Live Review – Darlingside at The Courtyard Theatre

The Bostonian quartet Darlingside cast a spell over the crowded basement of the Courtyard Theatre in Shoreditch. Every element of their performance contributed to this, from the charming, funny patter between songs to the use of one old-school microphone in the middle, around which they all crowded. From the beginning, the audience was treated to a wonderful flurry of stringed instruments, changing hands and changing tunings between every song. As they progressed through their set, electric guitars, a bass, cello, banjo, mandolin (and even one or two synthesizer keyboard towards the end) started appearing.
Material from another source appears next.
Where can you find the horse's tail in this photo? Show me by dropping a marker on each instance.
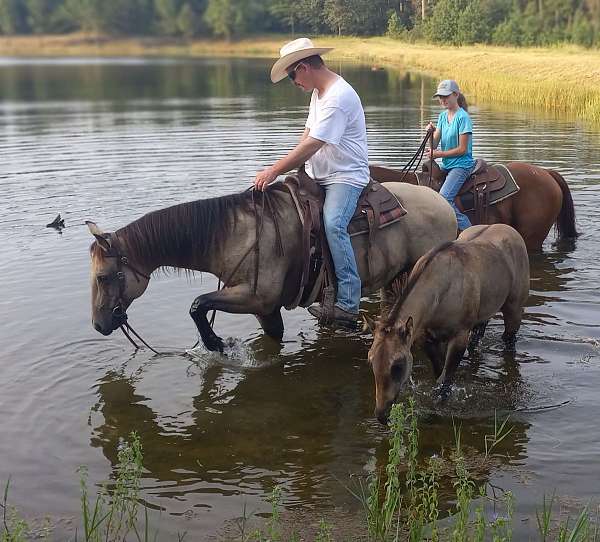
(565, 222)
Darlingside’s reflective sound is clearly steeped in the American folk tradition, but avoids sounding like country music. The instrumentation and performance style were a testament to this, as were the beautifully synchronized four-part vocal harmonies, weaving an energetic nostalgia. The dominating use of stringed instruments also conjured up a feeling of wandering in the woods, and in combination with the close harmonies of the breathy, almost chanted singing, the music took the audience back in time.

Other elements of Darlingside’s playing, however, were certainly forward-facing. In Go Back, they sung about time travel, and more than once (such as in Eschaton) they dealt with the apocalypse. These touches of futurism extended beyond the lyrical and thematic content, however, and there was the occasional use of electronic instruments. These were used to create looped, arpeggiated figures that lay at the bottom of the otherwise wholly acoustic sound, very much in the manner of Bon Iver.
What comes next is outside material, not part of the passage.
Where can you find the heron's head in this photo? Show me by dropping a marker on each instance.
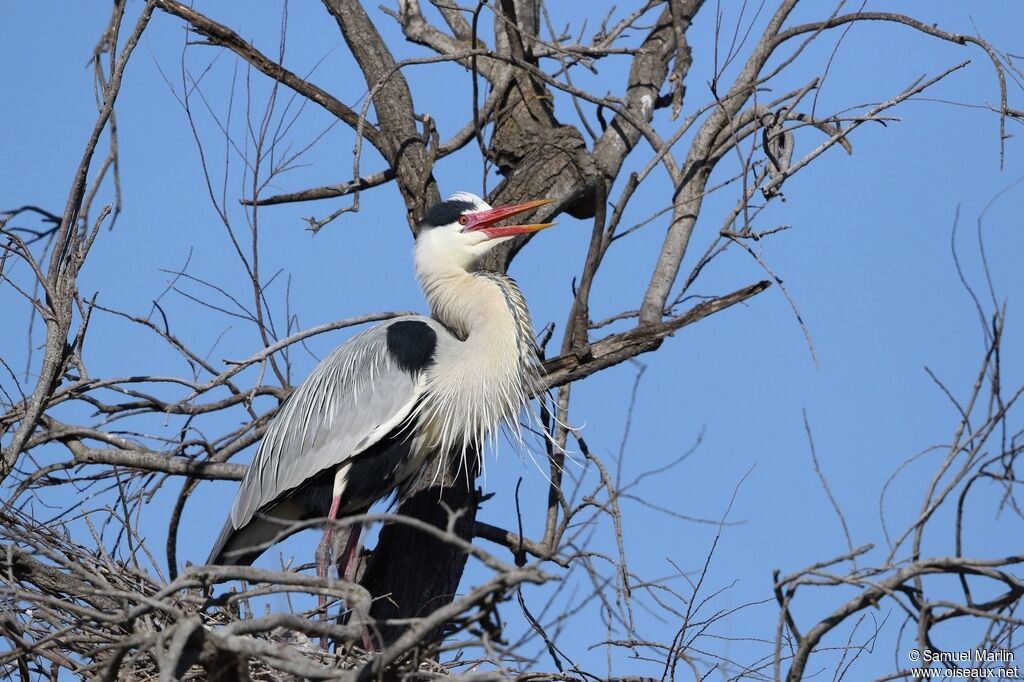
(462, 228)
This contrast of old and new was formed gracefully, and the resultant ‘future folk’ sounded at the same time hopeful and nostalgic, always poetic, gentle and loving. In fact, there was a carefree yet kindhearted feeling to the music, which matched the happy mood of the highly talented musicians, obviously doing what was so right for them. This was clear in White Horses, where there was no distinguishable change from the tuning of the instruments to the start of the song: it just unfolded naturally.

Another impressive contrast was that of the musical textures within individual songs. The dynamics fluctuated with ease, and the four members of Darlingside lightly jumped between fully-involved instrumentation and almost completely stripped-back playing (as in Whippoorwill).

Overall this concert was a huge success, and the energetic, wholly unified performance of Darlingside earned them a warm and appreciative applause at the end.